第二十章 四

 火の神の出現に衝撃を受けたのはアンバーシュたちだけではなかった。かの神を知る古神たちは、呆然とし、あるいはくずおれ、呻き、嘆いた。

「魔に身を落とすほど、我らを恨んでいたか……」

 神の持つ荘厳な美しさを手放し、散っていったその身を影として寄り集めることを選んだその神は、すでに己の意識を手放し、生まれ損なった大神の無意識の手先となった。

 竜の吠声に躊躇い身を引く者が後を絶たない。

 だがその時、一筋の光が空を割る。

 白い光は紅色の尾を引いて、巨大な影へ向かっていく。

「エマ!」

 光明の神狼の娘たるフロゥディジェンマは、深紅の瞳を大きく見開き、影を射抜こうとするかのように竜へ向かう。少女の姿が反転し、獣形を取ると、流れる光は更に大きくなった。

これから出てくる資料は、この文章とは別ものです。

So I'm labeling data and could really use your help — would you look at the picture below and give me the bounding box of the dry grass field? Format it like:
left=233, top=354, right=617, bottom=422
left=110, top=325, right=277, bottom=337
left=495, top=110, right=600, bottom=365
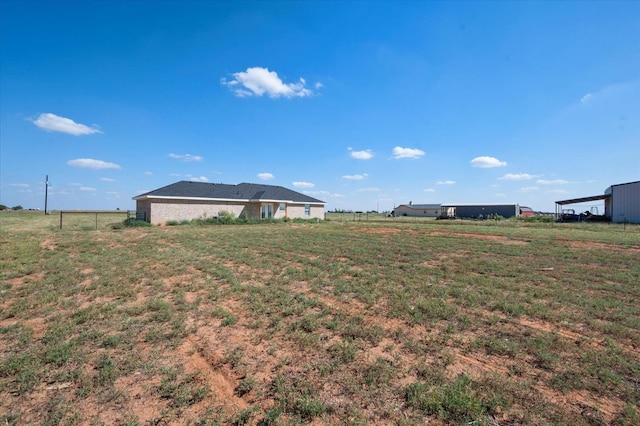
left=0, top=212, right=640, bottom=425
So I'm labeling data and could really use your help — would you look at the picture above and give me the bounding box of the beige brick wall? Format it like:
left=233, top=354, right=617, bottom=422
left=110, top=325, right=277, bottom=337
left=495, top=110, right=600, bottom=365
left=141, top=200, right=324, bottom=225
left=151, top=200, right=245, bottom=225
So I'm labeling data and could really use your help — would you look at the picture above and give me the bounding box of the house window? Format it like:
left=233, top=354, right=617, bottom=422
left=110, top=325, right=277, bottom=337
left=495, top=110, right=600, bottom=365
left=260, top=204, right=273, bottom=219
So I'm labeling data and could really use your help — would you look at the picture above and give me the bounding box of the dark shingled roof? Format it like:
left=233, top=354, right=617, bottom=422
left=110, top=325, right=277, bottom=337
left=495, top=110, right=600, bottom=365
left=133, top=180, right=324, bottom=204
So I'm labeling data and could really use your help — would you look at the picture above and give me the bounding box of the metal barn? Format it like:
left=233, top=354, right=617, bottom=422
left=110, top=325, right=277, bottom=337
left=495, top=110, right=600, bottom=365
left=556, top=181, right=640, bottom=224
left=393, top=203, right=440, bottom=217
left=441, top=204, right=520, bottom=219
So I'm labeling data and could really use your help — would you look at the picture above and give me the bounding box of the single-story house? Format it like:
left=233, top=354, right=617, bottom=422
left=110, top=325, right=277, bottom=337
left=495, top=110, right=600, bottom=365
left=556, top=181, right=640, bottom=224
left=392, top=203, right=440, bottom=217
left=133, top=181, right=326, bottom=225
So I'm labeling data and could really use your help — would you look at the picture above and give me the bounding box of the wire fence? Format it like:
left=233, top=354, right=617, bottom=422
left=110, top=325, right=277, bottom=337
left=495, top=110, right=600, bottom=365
left=60, top=210, right=136, bottom=229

 だが竜も動き出した。皮膜の翼で羽ばたく、その動きは思ってもみないほど素早い。例えば鷹が地上へ落ちる速度が、水平移動に発揮されるのだ。

 二つの輝きは縺れ合うようにしてめまぐるしく回転し、空を奔る。その波によって女神たちの結界が揺れ、容易くたわんで歪むのが光の明滅で分かる。

 少女神を追うべく手綱を振るったアンバーシュだったが、迫り来るものに気付いて右手を挙げていた。風と雷の盾が、闇の牙を防ぐ。

「お前の相手は私だろう、西神!」

 腕に巻き付いていた闇が、男の手の中で大刀に変化する。宗樹がそれを降ると、あちこちで闇の生き物たちが復活した。

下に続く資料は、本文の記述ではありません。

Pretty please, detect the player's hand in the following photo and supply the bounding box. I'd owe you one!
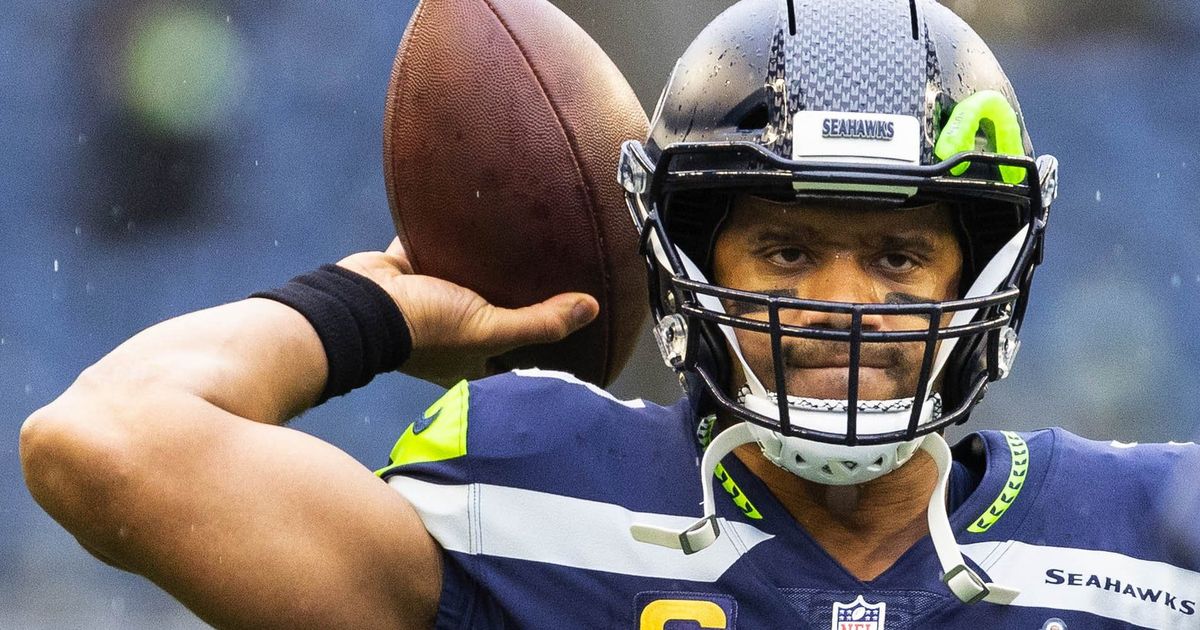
[337,239,600,386]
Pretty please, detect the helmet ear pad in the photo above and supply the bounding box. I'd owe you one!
[941,312,991,425]
[684,319,733,416]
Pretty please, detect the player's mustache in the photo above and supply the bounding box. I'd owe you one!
[782,340,906,370]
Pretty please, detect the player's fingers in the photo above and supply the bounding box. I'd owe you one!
[383,236,414,274]
[472,293,600,352]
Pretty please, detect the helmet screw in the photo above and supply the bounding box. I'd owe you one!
[654,313,688,368]
[997,326,1021,378]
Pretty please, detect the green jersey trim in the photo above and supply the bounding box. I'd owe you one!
[376,380,470,476]
[967,431,1030,534]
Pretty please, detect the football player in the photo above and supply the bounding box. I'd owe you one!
[22,0,1200,630]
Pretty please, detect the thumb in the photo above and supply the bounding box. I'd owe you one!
[477,293,600,353]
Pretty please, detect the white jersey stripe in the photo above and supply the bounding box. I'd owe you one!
[388,475,772,582]
[962,540,1200,629]
[512,367,646,409]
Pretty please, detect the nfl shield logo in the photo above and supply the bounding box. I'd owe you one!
[833,595,887,630]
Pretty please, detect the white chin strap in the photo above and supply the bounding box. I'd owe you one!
[629,432,1020,604]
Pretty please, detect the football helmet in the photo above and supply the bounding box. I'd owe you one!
[618,0,1057,596]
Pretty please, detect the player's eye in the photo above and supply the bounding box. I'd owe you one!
[767,247,808,266]
[877,252,919,272]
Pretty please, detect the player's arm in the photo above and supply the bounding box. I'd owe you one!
[22,241,595,628]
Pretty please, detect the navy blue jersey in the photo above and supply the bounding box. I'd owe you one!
[379,371,1200,630]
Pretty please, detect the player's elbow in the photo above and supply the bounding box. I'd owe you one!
[19,379,140,542]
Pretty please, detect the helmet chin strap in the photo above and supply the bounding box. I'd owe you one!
[630,226,1028,604]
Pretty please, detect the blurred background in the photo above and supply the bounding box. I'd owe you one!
[0,0,1200,629]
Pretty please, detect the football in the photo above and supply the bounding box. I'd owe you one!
[384,0,648,385]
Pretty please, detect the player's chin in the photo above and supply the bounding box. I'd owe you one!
[787,366,913,401]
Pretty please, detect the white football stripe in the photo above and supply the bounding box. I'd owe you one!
[962,540,1200,629]
[388,475,772,582]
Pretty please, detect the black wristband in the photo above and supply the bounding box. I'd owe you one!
[251,265,413,404]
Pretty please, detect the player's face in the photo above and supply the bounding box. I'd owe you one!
[713,196,962,400]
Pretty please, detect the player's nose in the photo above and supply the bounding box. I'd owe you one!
[787,256,883,330]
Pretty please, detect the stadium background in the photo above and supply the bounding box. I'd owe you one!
[0,0,1200,628]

 カレンミーアの眷属たちが、素早く剣を閃かせる。だが、その刃は素通りし、影は元の形を取り戻すだけだ。怯んだ剣士に魔眸は牙を剥いたが、素早く射手が矢を放ち、距離を取ることに成功する。そのようなことがあちこちで起き、とてもではないがフロゥディジェンマの援護どころではない。アンバーシュは強い雷撃を放ち、首を狙ったものを消し去った。霧や砂のようになって闇が散る。

「うっ」

 痛みを感じてよろめく。腕に張り付いたそれが服を焦がし皮膚を焼いたのだ。瘴気が発生し、頭が痺れたようにくらりとする。その隙に襲いかかってきたものがあったが、無意識に起こった力が弾き飛ばしている。

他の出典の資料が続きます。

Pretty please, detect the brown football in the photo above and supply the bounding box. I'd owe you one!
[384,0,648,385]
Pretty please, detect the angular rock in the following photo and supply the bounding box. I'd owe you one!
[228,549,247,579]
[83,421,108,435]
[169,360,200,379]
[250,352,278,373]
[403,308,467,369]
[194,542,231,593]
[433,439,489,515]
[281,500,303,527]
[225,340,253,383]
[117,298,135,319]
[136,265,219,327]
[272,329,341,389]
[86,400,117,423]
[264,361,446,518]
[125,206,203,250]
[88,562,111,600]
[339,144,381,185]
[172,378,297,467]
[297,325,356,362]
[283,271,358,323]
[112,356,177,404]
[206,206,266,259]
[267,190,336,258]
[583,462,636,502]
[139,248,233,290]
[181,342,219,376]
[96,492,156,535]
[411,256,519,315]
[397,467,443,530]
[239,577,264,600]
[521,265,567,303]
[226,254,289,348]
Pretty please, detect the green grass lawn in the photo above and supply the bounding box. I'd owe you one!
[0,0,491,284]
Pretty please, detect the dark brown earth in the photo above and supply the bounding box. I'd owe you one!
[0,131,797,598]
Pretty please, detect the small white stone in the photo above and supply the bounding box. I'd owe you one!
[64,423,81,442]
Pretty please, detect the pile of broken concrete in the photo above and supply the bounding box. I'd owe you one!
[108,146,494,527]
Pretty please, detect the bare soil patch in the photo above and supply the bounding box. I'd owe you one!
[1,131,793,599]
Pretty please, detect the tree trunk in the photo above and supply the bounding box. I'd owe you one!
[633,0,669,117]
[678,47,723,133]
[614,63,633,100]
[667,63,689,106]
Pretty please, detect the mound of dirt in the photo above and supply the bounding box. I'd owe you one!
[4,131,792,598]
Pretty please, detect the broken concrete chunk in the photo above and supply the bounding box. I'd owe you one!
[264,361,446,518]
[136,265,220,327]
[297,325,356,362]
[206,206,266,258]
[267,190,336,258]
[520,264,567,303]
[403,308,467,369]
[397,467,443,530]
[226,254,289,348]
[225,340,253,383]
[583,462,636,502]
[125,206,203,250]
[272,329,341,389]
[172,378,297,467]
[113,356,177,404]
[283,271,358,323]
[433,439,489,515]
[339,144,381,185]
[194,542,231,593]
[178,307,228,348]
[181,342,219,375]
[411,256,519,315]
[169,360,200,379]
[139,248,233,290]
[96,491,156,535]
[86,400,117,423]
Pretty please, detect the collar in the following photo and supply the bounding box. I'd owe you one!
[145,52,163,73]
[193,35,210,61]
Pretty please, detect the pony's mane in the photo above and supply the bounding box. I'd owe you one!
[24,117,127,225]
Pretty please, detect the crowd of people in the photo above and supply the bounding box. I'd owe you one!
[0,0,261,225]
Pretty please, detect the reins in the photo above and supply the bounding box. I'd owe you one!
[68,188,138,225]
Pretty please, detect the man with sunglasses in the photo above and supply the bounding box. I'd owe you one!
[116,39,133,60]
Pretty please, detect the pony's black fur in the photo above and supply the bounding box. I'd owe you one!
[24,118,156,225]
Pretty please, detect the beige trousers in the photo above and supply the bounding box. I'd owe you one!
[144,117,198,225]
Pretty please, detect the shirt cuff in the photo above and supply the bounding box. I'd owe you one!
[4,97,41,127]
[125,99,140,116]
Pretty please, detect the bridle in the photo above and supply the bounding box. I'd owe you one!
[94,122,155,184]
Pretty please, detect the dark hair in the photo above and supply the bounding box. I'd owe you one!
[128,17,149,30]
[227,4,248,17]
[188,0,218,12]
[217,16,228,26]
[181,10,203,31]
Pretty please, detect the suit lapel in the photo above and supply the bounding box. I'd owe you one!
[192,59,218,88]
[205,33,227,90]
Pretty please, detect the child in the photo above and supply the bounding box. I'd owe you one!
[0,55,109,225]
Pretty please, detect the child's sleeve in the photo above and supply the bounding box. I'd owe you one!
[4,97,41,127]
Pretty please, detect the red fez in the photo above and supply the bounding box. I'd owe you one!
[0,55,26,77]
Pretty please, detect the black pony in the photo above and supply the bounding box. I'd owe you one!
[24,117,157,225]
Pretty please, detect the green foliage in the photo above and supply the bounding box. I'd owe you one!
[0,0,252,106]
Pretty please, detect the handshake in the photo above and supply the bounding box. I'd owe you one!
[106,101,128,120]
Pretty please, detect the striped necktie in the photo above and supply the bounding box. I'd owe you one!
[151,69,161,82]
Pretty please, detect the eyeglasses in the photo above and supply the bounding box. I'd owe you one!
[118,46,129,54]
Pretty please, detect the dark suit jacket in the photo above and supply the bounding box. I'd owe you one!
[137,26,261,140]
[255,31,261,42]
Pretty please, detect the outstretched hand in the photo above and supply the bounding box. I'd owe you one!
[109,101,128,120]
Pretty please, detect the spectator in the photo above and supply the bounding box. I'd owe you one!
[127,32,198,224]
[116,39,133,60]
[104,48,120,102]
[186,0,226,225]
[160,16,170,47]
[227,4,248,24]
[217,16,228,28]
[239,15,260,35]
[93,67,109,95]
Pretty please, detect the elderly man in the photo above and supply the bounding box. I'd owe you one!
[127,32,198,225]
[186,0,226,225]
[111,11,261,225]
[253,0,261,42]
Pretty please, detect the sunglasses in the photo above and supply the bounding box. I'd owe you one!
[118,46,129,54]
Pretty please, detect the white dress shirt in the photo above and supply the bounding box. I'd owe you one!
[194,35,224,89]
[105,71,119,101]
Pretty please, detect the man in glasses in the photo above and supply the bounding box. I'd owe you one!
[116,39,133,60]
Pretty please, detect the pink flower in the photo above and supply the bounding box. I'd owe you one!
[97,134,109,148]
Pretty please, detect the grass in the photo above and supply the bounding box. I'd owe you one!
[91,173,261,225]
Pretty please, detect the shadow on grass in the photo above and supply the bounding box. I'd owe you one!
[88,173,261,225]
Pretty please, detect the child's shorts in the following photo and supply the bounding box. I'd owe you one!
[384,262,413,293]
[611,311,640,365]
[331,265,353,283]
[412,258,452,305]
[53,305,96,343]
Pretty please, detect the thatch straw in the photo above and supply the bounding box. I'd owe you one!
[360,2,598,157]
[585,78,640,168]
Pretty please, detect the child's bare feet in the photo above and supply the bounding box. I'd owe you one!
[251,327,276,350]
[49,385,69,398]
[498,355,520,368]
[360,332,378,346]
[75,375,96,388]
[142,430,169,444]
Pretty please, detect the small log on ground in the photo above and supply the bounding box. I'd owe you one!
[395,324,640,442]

 だがそれは様子見にすぎなかった。宗樹は闇を身にまとい、泰然と笑っている。

 絡み付く闇を払いながら、アンバーシュは歯を噛み、敵を睨めつける。

(力を増している……!)

「ゆっくり嬲ってくれようぞ。あの女を愛しているとほざくのならば、同じ苦痛を与えてやらぬこともない。隣に並べてお前を串刺しにしたならば、あの女は涙を流して泣き叫んでくれるだろうか?」

 恍惚と宗樹は言う。

「さぞその苦痛は甘美であろう。あの女の悲鳴は愛らしいと思わぬか」

「……っ……は……!」

 間断なく襲いかかる魔の者たち。瘴気を吸い込み、力を失っていく身体。飛び散ったものは、神々だけでなく地上に降り注ぎ、木を枯らし、水を腐らせているようだった。

 土地の守護者たちの嘆く声が聞こえる。

 力を放つばかりで消耗が激しい。神気を取り込もうにも、あちこちで消費され、汚されている大気のせいで、思うように回復できない。それに、とアンバーシュは火傷を負った腕に視線を奔らせる。回復していない。激しい負傷は、すぐに治癒が働くはずなのに。

 それにこの肺を焼く瘴気。目眩がする。いちるを探すこともできない状況に、焦りばかりが増し、どんどん彼女から遠ざかっているような気がする。

 キッサニーナの言葉が頭の中を巡っている。


 産まれるはずだった。そうはならなかった。古い者が操作した。


 三番目の大神を呼ぶといういちる。もしそれが、大神よりも古い、創造の三柱神が意図したものならば、彼らの望みは、三者の大神を産み落とし、世界を最初に望んだ形にすることなのか。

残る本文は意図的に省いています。